Are there other wide-spread cases that need to be covered?

@earthboundkid
Copy link
Contributor Author

The name gives me more maxsize than minsize vibes.

ChatGPT suggests the name slices.CollectWithCapacity. Seems little long. CollectWithCap?

I guess we'd rather change the implementation of slices.Sorted to use CollectN internally? But maybe not.

I don't understand. Are you suggesting adding slices.SortedWithCap? It wouldn't be possible to use CollectWithCap internally since Sorted couldn't know the minimum length.

Sorted is just Collect+Sort, so I don't see the point of making a bunch of variations on it. If you need better Collecting, then use CollectWithCap, if not, use plain Sorted.

Are there other wide-spread cases that need to be covered?

I think this would be a good general purpose tool. You could use it with a hypothetical container/set type, for example, or if we ever genericize container/list and container/heap. I have a generic deque type I would have used this with if it had existed.

@andig
Copy link
Contributor

andig commented Jul 1, 2024

I have a generic deque type I would have used this with if it had existed.

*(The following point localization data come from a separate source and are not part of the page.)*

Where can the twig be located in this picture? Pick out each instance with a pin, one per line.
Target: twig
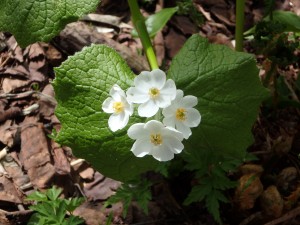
(250, 218)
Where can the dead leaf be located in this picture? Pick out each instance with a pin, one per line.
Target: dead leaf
(35, 154)
(8, 192)
(271, 202)
(247, 191)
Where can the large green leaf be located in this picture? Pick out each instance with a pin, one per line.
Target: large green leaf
(81, 85)
(32, 20)
(229, 93)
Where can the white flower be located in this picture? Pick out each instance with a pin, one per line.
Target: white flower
(153, 138)
(181, 114)
(119, 107)
(152, 91)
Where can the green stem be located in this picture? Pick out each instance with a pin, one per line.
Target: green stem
(139, 24)
(239, 25)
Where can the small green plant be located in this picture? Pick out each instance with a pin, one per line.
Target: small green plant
(52, 210)
(204, 79)
(136, 190)
(186, 7)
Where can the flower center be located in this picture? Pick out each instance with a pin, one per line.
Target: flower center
(153, 92)
(118, 107)
(181, 114)
(156, 139)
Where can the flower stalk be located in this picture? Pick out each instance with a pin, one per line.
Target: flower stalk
(139, 24)
(239, 25)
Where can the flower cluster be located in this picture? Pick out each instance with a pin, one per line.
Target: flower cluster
(152, 91)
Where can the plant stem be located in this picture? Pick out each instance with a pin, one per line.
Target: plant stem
(139, 24)
(239, 24)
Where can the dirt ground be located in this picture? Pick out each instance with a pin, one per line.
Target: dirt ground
(31, 160)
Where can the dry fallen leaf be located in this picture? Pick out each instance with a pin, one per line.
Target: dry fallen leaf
(271, 202)
(248, 190)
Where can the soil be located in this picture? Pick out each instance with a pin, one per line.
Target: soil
(30, 160)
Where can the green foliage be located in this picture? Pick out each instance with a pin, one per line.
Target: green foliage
(229, 94)
(30, 21)
(157, 21)
(187, 8)
(136, 190)
(52, 210)
(81, 85)
(269, 7)
(290, 21)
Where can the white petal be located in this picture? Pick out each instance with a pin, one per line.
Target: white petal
(147, 109)
(174, 144)
(115, 121)
(154, 126)
(163, 101)
(134, 95)
(129, 108)
(137, 131)
(158, 78)
(124, 118)
(193, 117)
(169, 121)
(169, 89)
(162, 153)
(107, 105)
(116, 92)
(170, 110)
(171, 132)
(179, 94)
(189, 101)
(185, 130)
(141, 147)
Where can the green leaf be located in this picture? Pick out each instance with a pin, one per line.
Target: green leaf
(74, 220)
(61, 212)
(73, 203)
(30, 20)
(37, 196)
(229, 94)
(157, 21)
(212, 204)
(81, 85)
(290, 20)
(53, 193)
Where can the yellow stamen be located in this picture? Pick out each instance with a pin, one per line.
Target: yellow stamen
(154, 93)
(118, 107)
(181, 114)
(156, 139)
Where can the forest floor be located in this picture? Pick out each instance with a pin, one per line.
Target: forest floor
(31, 160)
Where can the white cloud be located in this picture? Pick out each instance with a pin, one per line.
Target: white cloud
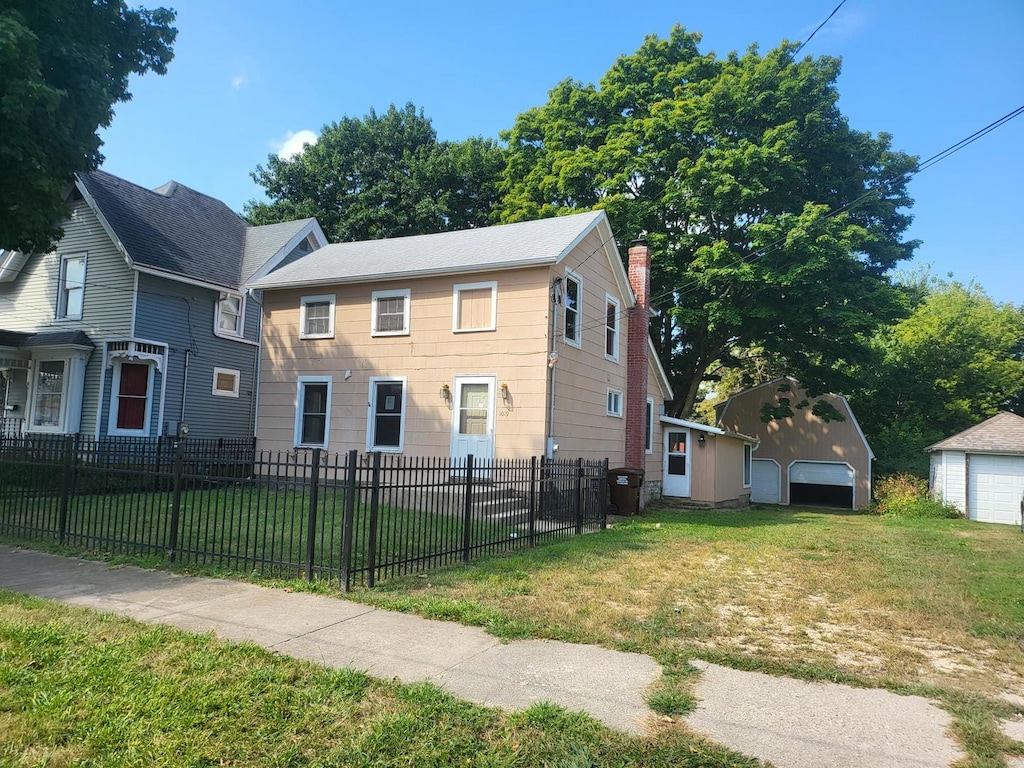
(293, 143)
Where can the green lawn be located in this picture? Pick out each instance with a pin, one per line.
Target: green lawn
(82, 689)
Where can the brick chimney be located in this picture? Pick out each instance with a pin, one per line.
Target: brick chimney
(636, 355)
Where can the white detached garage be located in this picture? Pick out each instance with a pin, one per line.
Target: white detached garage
(981, 470)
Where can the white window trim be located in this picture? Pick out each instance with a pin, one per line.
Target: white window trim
(328, 297)
(217, 330)
(376, 296)
(649, 428)
(578, 342)
(297, 435)
(607, 401)
(457, 289)
(61, 308)
(223, 392)
(371, 412)
(609, 299)
(112, 411)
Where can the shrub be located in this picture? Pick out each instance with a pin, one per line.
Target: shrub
(904, 495)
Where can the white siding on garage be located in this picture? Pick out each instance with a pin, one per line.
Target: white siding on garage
(766, 481)
(995, 487)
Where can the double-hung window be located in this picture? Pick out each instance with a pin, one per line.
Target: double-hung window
(71, 297)
(386, 418)
(230, 312)
(316, 316)
(573, 309)
(390, 312)
(611, 314)
(312, 412)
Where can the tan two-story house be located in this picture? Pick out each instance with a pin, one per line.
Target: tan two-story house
(508, 341)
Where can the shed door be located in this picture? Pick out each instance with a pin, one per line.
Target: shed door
(766, 481)
(994, 487)
(821, 483)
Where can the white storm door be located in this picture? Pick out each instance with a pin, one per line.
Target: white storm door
(676, 478)
(473, 419)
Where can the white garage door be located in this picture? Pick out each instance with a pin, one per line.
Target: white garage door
(821, 473)
(994, 488)
(765, 481)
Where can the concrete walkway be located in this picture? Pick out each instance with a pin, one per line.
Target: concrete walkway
(788, 722)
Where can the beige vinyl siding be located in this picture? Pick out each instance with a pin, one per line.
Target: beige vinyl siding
(802, 437)
(432, 354)
(584, 375)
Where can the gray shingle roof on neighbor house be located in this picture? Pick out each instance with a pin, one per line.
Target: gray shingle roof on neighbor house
(1004, 433)
(263, 243)
(505, 246)
(172, 228)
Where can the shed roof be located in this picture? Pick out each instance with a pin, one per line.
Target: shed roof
(1004, 433)
(502, 247)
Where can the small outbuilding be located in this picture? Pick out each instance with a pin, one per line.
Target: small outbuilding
(980, 471)
(802, 459)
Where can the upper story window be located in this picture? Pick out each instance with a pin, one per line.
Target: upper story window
(71, 293)
(611, 328)
(390, 312)
(475, 307)
(316, 316)
(573, 309)
(230, 313)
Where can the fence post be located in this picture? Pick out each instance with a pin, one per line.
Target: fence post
(467, 514)
(70, 451)
(578, 497)
(602, 495)
(532, 501)
(348, 524)
(311, 517)
(177, 469)
(372, 534)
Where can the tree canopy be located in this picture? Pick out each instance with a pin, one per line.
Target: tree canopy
(382, 176)
(954, 361)
(64, 65)
(772, 222)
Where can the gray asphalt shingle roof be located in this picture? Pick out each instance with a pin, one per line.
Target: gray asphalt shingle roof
(174, 228)
(1004, 433)
(521, 244)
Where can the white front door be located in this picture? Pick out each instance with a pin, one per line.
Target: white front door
(677, 463)
(473, 419)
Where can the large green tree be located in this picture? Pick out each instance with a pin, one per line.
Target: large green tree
(382, 176)
(64, 65)
(772, 222)
(955, 360)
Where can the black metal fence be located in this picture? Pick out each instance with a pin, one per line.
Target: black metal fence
(352, 518)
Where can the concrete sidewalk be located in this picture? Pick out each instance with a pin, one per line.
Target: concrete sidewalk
(790, 722)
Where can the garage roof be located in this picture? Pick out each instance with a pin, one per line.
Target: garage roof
(1004, 433)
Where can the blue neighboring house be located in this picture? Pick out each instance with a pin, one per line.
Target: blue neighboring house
(140, 318)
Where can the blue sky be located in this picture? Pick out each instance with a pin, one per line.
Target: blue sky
(249, 75)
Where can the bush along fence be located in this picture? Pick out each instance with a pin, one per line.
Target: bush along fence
(351, 518)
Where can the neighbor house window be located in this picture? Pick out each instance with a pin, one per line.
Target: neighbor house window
(71, 297)
(475, 307)
(573, 309)
(48, 396)
(614, 402)
(230, 310)
(390, 312)
(648, 432)
(611, 328)
(312, 412)
(386, 419)
(225, 382)
(130, 397)
(316, 316)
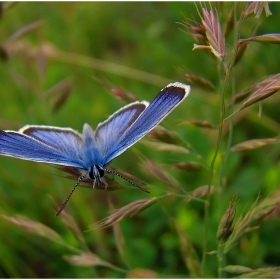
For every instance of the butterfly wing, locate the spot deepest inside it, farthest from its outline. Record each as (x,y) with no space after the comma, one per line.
(108,132)
(167,99)
(66,140)
(43,144)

I still assume (sorry), that we'll have 90% maps keys/values.

@Jorropo
Copy link
Member

Jorropo commented Jul 1, 2024

I am rehashing arguments that have already been made, but this whole API which is more mental load on the programmer and more places to make mistake wouldn't need to exists if the iter form was an interface instead of a function value then we could extend it conditionally:

package iter

type Seq[V any] interface {
	Iter(yield func(V) bool)
}
type Seq2[K, V any] interface {
	Iter(yield func(K, V) bool)
}

// Len can be implemented by [Seq] and [Seq2] as optional features.
type Len interface {
	// Len returns how many calls to yield Iter will do if ok == true.
	// To be a correct implementation it MUST do n many calls, no more no less.
	// When ok == false the length is not known.
	Len() (n int, ok bool)
}

// Cap can be implemented by [Seq] and [Seq2] as optional features.
type Cap interface {
	// Cap returns how many calls to yield Iter could do if ok == true.
	// To be a correct implementation it MUST do at most n many calls, no more.
	// When ok == false the capacity is not known.
	Cap() (n int, ok bool)
}
package slices

import "iter"

func Collect[V any](i iter.Seq[V]) []V {
	var sizeHint int
	var hasSizeHint bool
	if l, ok := i.(iter.Len); ok {
		sizeHint, hasSizeHint = l.Len()
	}
	if !hasSizeHint {
		if l, ok := i.(iter.Cap); ok {
			sizeHint, hasSizeHint = l.Cap()
		}
	}
	if !hasSizeHint {
		sizeHint = 0
	}
	r := make([]V, 0, sizeHint)
	for v := range i {
		r = append(r, v) // if you actually submitted this code to std you probably would want hardening against buggy iterators that return wrong .Len and .Cap.
	}
	return r
}

Having it be optionally implemented would make this so much better, and more generally anything where you sometime can do some extra optimizations if you know the size ahead of time.

@fzipp
Copy link
Contributor

fzipp commented Jul 1, 2024

if the iter form was an interface instead of a function value then

But it isn't. Let's focus on building on top of what is now.

@Merovius
Copy link
Contributor

Merovius commented Jul 1, 2024

@fzipp @earthboundkid I would suggest the name "hint" or "sizehint" for the parameter, as it takes the same role as the size hint parameter for make with maps: It has no impact on the semantics or correctness of the program, but makes it more efficient if given correctly.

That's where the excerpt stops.